Köln. Ein Gespräch hat es bis heute nicht gegeben. Nicht zwischen Peter Stöger und Jörg Schmadtke, die konsequent angedacht waren, als Kölner Traum-Kombination durch die nächsten rheinischen Jahrzehnte wandern zu sollen, aber dann aber plötzlich beide weg waren. Nicht zwischen Schmadtke-Nachfolger Armin Veh und Stöger. Allein des Trainers Nachfolger Stefan Ruthenbeck bekannte vor einigen Wochen, beim Österreicher mal angerufen zu haben. „Da ging aber nur die Mailbox ran“, verriet Ruthenbeck. „Wir sehen uns ja am Freitag, es gibt keinen Grund, die Dinge noch einmal durchzusprechen“, ließ Stöger dieser Tage wissen.
So ist das im Fußball: Kaum etwas überdauert. Der Erfolg festigt die Beziehungen, fehlt er, reißt er alles auseinander. Aber weil das so wahnsinnig ist, was sich da zwischen Köln und Dortmund innerhalb weniger Monate getan hat, ist das Erstliga-Spiel am Freitag zwischen den Kontrahenten (20.30 Uhr/Eurosport) von besonderem Reiz. Stöger kommt zurück, fast auf den Tag genau zwei Monate, nachdem er gegangen ist.
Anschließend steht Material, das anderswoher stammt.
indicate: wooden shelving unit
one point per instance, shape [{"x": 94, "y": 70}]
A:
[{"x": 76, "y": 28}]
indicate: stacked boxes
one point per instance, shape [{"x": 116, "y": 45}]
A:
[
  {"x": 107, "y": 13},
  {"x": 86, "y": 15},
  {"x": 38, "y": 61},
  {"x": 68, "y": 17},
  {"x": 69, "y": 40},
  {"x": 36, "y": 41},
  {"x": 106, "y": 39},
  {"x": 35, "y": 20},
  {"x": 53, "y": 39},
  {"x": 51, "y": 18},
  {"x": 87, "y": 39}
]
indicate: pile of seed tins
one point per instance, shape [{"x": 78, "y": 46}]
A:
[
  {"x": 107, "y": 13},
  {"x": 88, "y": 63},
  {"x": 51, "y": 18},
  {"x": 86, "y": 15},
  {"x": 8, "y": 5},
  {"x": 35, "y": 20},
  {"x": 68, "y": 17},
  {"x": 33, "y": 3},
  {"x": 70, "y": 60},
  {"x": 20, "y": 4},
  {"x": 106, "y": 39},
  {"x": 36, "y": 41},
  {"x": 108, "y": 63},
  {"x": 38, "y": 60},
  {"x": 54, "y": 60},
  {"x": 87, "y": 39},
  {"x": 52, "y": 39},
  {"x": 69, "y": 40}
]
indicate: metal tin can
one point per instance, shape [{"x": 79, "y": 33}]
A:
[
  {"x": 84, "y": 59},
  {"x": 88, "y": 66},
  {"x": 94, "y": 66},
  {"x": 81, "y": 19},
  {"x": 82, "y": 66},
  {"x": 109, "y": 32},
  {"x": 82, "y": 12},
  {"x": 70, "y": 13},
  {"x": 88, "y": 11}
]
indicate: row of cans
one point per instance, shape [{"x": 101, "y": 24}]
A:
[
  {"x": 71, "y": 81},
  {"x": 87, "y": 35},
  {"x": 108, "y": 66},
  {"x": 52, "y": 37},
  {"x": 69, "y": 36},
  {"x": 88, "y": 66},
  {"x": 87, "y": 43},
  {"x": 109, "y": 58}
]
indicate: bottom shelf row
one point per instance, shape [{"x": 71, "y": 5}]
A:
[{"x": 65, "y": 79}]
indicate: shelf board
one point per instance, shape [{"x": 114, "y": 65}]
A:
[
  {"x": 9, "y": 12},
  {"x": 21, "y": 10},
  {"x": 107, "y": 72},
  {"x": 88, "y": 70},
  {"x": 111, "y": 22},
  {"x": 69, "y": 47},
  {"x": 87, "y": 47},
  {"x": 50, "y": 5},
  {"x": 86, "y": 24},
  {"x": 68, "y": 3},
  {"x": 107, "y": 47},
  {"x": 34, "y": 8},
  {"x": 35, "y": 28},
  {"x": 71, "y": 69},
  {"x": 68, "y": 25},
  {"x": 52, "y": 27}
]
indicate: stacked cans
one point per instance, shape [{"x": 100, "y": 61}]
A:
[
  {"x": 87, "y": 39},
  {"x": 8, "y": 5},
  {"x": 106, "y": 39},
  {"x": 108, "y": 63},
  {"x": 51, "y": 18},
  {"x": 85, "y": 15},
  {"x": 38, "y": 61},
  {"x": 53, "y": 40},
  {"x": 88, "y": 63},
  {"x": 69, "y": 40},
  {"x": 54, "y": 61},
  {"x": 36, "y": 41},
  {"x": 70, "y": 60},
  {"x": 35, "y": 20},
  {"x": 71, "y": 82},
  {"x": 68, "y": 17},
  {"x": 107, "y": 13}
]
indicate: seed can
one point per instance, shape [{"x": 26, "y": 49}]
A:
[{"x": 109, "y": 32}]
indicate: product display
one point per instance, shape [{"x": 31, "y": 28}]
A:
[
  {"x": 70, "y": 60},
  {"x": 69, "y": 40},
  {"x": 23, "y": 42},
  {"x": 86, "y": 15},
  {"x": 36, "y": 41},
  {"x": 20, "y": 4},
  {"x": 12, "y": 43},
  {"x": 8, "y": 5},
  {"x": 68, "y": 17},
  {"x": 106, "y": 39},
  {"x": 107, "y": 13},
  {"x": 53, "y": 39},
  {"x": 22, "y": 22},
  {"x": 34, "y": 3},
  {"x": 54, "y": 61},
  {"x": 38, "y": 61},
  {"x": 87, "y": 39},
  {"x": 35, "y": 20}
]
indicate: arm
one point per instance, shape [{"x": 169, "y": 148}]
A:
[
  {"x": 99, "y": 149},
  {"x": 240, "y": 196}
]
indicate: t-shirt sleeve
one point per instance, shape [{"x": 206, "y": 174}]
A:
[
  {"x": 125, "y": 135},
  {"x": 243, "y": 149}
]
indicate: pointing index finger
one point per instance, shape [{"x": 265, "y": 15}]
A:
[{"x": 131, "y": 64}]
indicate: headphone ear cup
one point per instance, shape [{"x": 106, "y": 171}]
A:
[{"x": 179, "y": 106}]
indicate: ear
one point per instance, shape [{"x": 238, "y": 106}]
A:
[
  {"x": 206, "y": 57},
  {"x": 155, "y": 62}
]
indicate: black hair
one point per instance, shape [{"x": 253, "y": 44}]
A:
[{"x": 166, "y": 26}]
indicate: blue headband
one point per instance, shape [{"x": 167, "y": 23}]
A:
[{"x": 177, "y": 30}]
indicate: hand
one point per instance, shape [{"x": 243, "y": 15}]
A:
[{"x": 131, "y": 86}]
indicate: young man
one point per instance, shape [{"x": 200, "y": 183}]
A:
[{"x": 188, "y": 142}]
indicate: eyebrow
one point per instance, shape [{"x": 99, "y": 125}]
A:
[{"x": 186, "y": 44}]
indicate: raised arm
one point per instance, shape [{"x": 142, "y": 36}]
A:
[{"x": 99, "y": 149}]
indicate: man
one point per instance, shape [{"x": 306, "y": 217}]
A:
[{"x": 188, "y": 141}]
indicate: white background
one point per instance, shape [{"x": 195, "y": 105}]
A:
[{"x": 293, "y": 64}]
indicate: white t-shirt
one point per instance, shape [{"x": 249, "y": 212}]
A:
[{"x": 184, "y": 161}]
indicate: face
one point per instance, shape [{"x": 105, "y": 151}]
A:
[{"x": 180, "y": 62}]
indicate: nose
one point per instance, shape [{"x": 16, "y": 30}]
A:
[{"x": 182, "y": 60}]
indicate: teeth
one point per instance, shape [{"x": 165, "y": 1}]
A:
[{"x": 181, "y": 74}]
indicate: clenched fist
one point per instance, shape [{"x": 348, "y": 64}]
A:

Er kommt mit seinem Dauer-Assistenten Manfred Schmid. Und vor Tagen wechselte auch der langjährige Kölner Torwarttrainer Alexander Bade in das Dortmunder Stöger-Team. Es wird ein Sammelsurium der offenen Wunden in Müngersdorf erwartet.
Dabei ist Stöger in Köln längst nicht mehr so beliebt, wie man das lange annehmen durfte. Pitter, der Große? Unvergessen bleiben zwar vier gute Jahre mit Aufstieg und Rückkehr in den europäischen Wettbewerb, aber die Fehlerhäufungen dieser Spielzeit haben den Verein fatal zermürbt. Und der reaktionsschnelle Wechsel des Österreichers nach Dortmund hat zusätzlich Kredit gekostet. Kaum hatte der Menschenfänger Stöger Köln-Käppi und rot-weiße Brille zur Seite gelegt, lief er in Schwarz-Gelb auf. Das hat viele in Köln stärker erschüttert als die unfassbar schlechte Serie von nur drei Punkten aus 14 Bundesliga-Spielen in der Hinrunde. „Ich hätte das auch nicht für möglich gehalten, aber letztlich muss das jeder mit sich ausmachen“, sagte FC-Geschäftsführer Alexander Wehrle. Das Verhältnis vom Vorstand zu Stöger ist erkaltet.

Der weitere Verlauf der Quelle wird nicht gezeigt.